Michigan Pony Succumbs to WNV
On Dec. 8, officials at the Michigan Department of Agriculture and Rural Development (MDARD) confirmed a 9-year-old Pony of the Americas mare died after testing positive for West Nile virus (WNV). The pony, which had not been vaccinated against WNV, presented on Nov. 23 with clinical signs that included blindness and circling, and died on Nov. 25.

About West Nile Virus

WNV transmission occurs when infected mosquitoes feed on animals, as well as humans, after having fed on infected birds.

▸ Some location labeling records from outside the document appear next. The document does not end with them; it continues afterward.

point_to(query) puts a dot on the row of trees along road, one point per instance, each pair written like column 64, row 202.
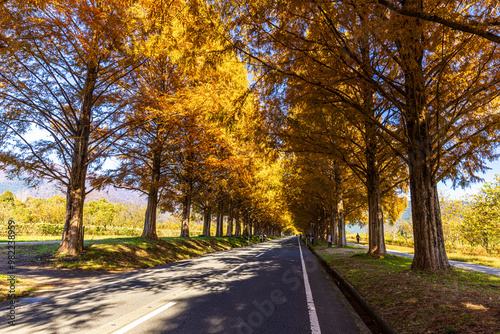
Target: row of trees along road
column 151, row 83
column 395, row 93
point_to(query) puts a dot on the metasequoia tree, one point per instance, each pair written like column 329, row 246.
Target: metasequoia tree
column 441, row 93
column 60, row 76
column 155, row 93
column 477, row 17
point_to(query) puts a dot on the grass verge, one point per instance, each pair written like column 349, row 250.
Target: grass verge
column 454, row 301
column 484, row 260
column 113, row 255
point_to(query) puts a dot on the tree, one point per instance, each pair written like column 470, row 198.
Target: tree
column 60, row 76
column 440, row 94
column 474, row 17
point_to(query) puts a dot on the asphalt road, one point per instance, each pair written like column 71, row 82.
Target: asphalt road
column 272, row 287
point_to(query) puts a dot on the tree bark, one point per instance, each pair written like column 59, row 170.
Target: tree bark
column 149, row 231
column 220, row 217
column 72, row 238
column 207, row 218
column 372, row 140
column 342, row 241
column 430, row 253
column 237, row 228
column 334, row 226
column 186, row 211
column 374, row 194
column 230, row 221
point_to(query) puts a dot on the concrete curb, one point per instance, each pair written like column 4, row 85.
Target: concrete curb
column 372, row 313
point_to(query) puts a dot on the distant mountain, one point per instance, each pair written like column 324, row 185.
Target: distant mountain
column 48, row 190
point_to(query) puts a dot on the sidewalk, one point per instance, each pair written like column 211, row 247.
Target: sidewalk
column 459, row 264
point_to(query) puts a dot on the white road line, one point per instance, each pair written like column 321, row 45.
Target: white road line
column 230, row 271
column 144, row 318
column 91, row 288
column 313, row 317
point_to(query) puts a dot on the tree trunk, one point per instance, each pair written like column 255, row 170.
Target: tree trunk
column 186, row 212
column 149, row 231
column 342, row 241
column 334, row 226
column 207, row 218
column 372, row 140
column 375, row 212
column 237, row 229
column 430, row 253
column 230, row 221
column 220, row 217
column 72, row 238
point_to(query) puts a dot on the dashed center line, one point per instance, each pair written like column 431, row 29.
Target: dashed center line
column 143, row 319
column 230, row 271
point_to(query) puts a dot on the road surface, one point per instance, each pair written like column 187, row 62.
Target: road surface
column 272, row 287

Clinical signs of WNV in horses include:

  • Mild anorexia and depression
  • Fine and coarse muscle and skin fasciculation;
  • Hyperesthesia (hypersensitivity to touch and sound);
  • Changes in mentation (mentality), when horses look like they’re daydreaming or “just not with it”;
  • Occasional drowsiness;
  • Propulsive walking (driving or pushing forward, often without control);
  • Spinal signs, including asymmetrical weakness; and
  • Asymmetrical or symmetrical ataxia.

West Nile virus has no cure; however, some horses can recover with supportive care. Equine mortality rates can reach 30-40%. The American Association of Equine Practitioners includes WNV as one of the core diseases all horses should be vaccinated against at least annually.